Tiziano añadiría años después, entre 1518 y 1529, la montaña y el cielo, elementos que Bellini no incluyera en la obra. Este compuso un fondo frondoso de copas de árboles y de troncos. Su estilo, su forma de pintar, su manera de componer entonces, la obra que él creía debía ser así creada. ¿Cómo alcanzar a entender ahora la justicia de la vida? ¿Por qué los seres no respetan la vida, y las obras terminadas y sagradas de otros seres? ¿Por qué el prejuicio ahora, la injusticia más feroz, ante el criterio y los gestos, o los estilos, o las decisiones, o las formas, o las maneras de hacer y ser de los otros?
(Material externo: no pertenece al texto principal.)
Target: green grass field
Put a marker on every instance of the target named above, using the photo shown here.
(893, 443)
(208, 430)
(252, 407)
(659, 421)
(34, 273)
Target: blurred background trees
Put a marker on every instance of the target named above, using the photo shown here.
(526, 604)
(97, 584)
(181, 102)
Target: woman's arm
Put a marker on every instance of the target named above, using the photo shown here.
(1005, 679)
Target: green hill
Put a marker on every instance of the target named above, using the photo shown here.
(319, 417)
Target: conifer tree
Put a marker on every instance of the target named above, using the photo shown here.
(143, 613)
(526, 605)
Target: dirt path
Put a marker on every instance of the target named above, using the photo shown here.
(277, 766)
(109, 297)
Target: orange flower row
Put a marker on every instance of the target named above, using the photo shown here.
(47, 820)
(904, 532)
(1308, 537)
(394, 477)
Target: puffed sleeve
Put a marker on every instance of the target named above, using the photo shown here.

Es que cómo hacemos las cosas, o cómo componemos a veces cosas, ¿deberán ser cuestionadas luego de haberlas hecho, de finalizarlas y terminarlas, y, así, hacer que ellas ahora pasen a la eternidad de la creación artística, o de la vida, de otra forma a como fueron ya concebidas o acabadas? Porque si el creador fallece, y deja inacabada la obra, tiene algún sentido completarla por un sensible creador que respete temática y estilo. Pero, aquí, en este caso, fue la tropelía más grande llevada a cabo en una grandiosa obra de Arte, ya realizada por un extraordinario creador que se impregnó, además, de todo un siglo de transformación, desarrollo y advenimiento de una nueva y revolucionaria forma de hacer Arte.
(Óleo renacentista El festín de los dioses, obra realizada en 1514 por el pintor Giovanni Bellini, modificada por Dosso-Dossi a la muerte de su autor, y finalizada parte con otro estilo, entre 1518 y 1529, por Tiziano, Museo Galería Nacional de Washington, EE.UU; Radiografía con rayos X realizada a mediados del siglo XX de la misma obra El Festín de los dioses, donde se observan las originales composiciones que ya hizo su autor inicial Bellini; Fotografía de una reproducción de lo que sería la Cámara de Alabastro de Alfonso de Este, donde se aprecian las otras obras que completaría la Cámara, además de esta, obras de Tiziano y de Dosso-Dossi, todas ellas de temática profana y mitológica, un gabinete destruido a finales del siglo XVI y sus obras desperdigadas por otros propietarios y lugares.)